Anteck
© Jacques Marsmans
het Duitse leger dwong Europa op de knieën
en de Blitzkrieg raasde voort, weerstaan door niets
het Duitse leger met zijn grootse strategieën
kwam bij ons gewoon te voet en met de fiets
en de bezetters moesten slapen bij gezinnen
hun officieren belden bij de mensen aan
ook bij ons Dora, maar die wilde er geen binnen
“want zo’n Duitser”, zei ze, “kan ik niet verstaan
maar de Duitser heeft, wat Dora al moest vrezen
toch de divan in haar keukentje bezet
ook To van Lieshout kreeg er eentje toegewezen
nou, die pieste alle dagen in zijn bed
die bij ons Dora kwam was echt een hele gore
met een baard van vele dagen, net een zwijn
toen hij zich eenmaal had gewassen en geschoren
bleek het toch nog een gewone vent te zijn
hij had dezelfde laarzen als waarmee in Polen
pas de vrijheid was vertrapt met bruut geweld
maar onze Dora keek meteen onder zijn zolen
ze had al vuil tussen de ribbels vastgesteld
“hee zeg, je komt hier met die laarzen aan niet binnen”

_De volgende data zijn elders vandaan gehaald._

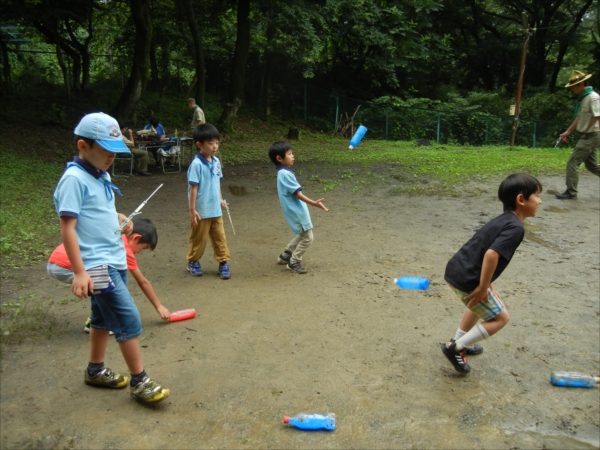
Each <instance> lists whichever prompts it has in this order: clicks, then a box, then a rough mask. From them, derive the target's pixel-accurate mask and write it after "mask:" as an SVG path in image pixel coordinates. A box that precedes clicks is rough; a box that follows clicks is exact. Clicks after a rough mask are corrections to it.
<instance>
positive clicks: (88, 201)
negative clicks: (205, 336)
mask: <svg viewBox="0 0 600 450" xmlns="http://www.w3.org/2000/svg"><path fill="white" fill-rule="evenodd" d="M75 144H76V146H77V149H78V151H79V156H78V157H77V156H76V157H75V158H74V160H73V162H70V163H68V164H67V169H66V170H65V173H64V174H63V176H62V177H61V179H60V181H59V182H58V186H57V187H56V190H55V192H54V204H55V206H56V211H57V212H58V215H59V217H60V232H61V237H62V241H63V244H64V246H65V250H66V253H67V256H68V257H69V261H70V263H71V266H72V267H73V272H74V279H73V284H72V286H71V290H72V291H73V294H75V295H76V296H77V297H80V298H87V297H88V294H89V295H90V296H91V309H92V311H91V327H90V360H89V365H88V368H87V369H86V371H85V374H84V375H85V376H84V382H85V384H87V385H90V386H101V387H109V388H117V389H121V388H124V387H126V386H127V384H130V390H131V396H132V397H133V398H135V399H137V400H140V401H142V402H145V403H155V402H159V401H161V400H163V399H165V398H167V397H168V396H169V394H170V391H169V389H167V388H164V387H162V386H160V385H159V384H158V383H156V382H155V381H153V380H151V379H150V378H149V377H148V376H147V375H146V371H145V370H144V366H143V364H142V361H141V355H140V346H139V339H138V337H139V336H140V335H141V334H142V325H141V321H140V315H139V312H138V310H137V307H136V305H135V303H134V301H133V298H132V297H131V294H130V293H129V290H128V289H127V258H126V254H125V248H124V246H123V241H122V239H121V236H120V233H118V232H117V233H116V232H115V230H118V229H119V226H120V223H121V222H123V221H124V220H125V219H126V217H125V216H124V215H123V214H117V211H116V209H115V197H114V192H116V193H117V194H119V195H121V193H120V192H119V189H118V188H117V187H116V186H115V185H114V184H112V183H111V180H110V175H109V174H108V172H107V171H106V170H107V169H108V168H109V167H110V165H111V164H112V163H113V161H114V159H115V154H117V153H125V154H127V153H130V152H129V149H128V148H127V146H126V145H125V143H124V142H123V138H122V136H121V130H120V128H119V124H118V123H117V121H116V120H115V119H113V118H112V117H110V116H108V115H106V114H103V113H93V114H88V115H87V116H85V117H83V119H81V122H79V125H78V126H77V128H75ZM131 228H132V223H131V222H130V223H129V224H128V226H127V227H125V228H124V230H123V231H124V232H125V233H128V232H130V231H131ZM109 330H112V331H113V332H114V333H115V338H116V340H117V342H118V343H119V347H120V349H121V353H122V354H123V358H124V359H125V362H126V363H127V366H128V367H129V370H130V372H131V382H130V383H129V377H127V376H123V375H121V374H119V373H116V372H113V371H112V370H111V369H108V368H106V367H104V357H105V354H106V348H107V346H108V338H109Z"/></svg>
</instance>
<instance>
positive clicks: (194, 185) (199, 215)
mask: <svg viewBox="0 0 600 450" xmlns="http://www.w3.org/2000/svg"><path fill="white" fill-rule="evenodd" d="M197 197H198V185H197V184H192V185H191V186H190V204H189V207H190V220H191V221H192V225H194V226H196V225H197V224H198V222H199V221H200V220H202V217H200V214H198V211H196V198H197Z"/></svg>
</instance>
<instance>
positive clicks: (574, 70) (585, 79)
mask: <svg viewBox="0 0 600 450" xmlns="http://www.w3.org/2000/svg"><path fill="white" fill-rule="evenodd" d="M590 78H592V74H591V73H590V74H588V75H586V74H585V73H583V72H580V71H579V70H574V71H573V72H571V76H570V77H569V82H568V83H567V84H566V85H565V87H571V86H575V85H576V84H579V83H581V82H583V81H585V80H588V79H590Z"/></svg>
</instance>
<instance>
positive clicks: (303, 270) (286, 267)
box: [285, 263, 306, 274]
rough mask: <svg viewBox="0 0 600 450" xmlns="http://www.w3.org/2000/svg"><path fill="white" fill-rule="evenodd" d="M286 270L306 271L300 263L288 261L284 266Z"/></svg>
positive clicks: (300, 273) (304, 268)
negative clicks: (291, 263)
mask: <svg viewBox="0 0 600 450" xmlns="http://www.w3.org/2000/svg"><path fill="white" fill-rule="evenodd" d="M285 267H286V268H287V269H288V270H291V271H292V272H296V273H300V274H302V273H306V269H305V268H304V267H302V266H301V265H300V263H296V264H291V263H288V264H287V266H285Z"/></svg>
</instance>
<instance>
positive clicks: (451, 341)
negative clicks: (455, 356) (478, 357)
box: [450, 339, 483, 356]
mask: <svg viewBox="0 0 600 450" xmlns="http://www.w3.org/2000/svg"><path fill="white" fill-rule="evenodd" d="M450 342H454V339H450ZM482 353H483V347H482V346H481V345H479V344H473V345H469V346H468V347H465V354H467V355H469V356H474V355H480V354H482Z"/></svg>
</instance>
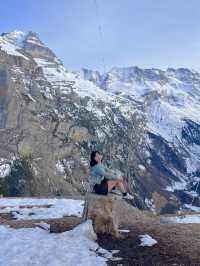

“ook al kwam je regelrecht uit Stalingrad”
“ik heb gepoetst en ik ga niet opnieuw beginnen”
“laat die laarzen voortaan buiten op de mat”
hij heette Anteck en hij hoorde bij die schurken
ook al zat hij liever thuis dan in de kroeg
en hij lag meestal op de divan wat te snurken
totdat Fons, de man van Dora, aan hem vroeg
om te gaan kaarten en terwijl de maanden gingen
speelden zij voortaan een spel geschikt voor twee
en als ons Dora in de keuken stond te zingen
dan zong Anteck zachtjes al haar liedjes mee
maar toen de Führer riep moest hij dit leven ruilen
voor de oorlog ver van zijn geboortegrond
en met zijn hoofd op tafel lag hij luid te huilen
hij was bang voor wat hem wachtte aan het front
“maak hem maar af als hij eenmaal heft gebeten”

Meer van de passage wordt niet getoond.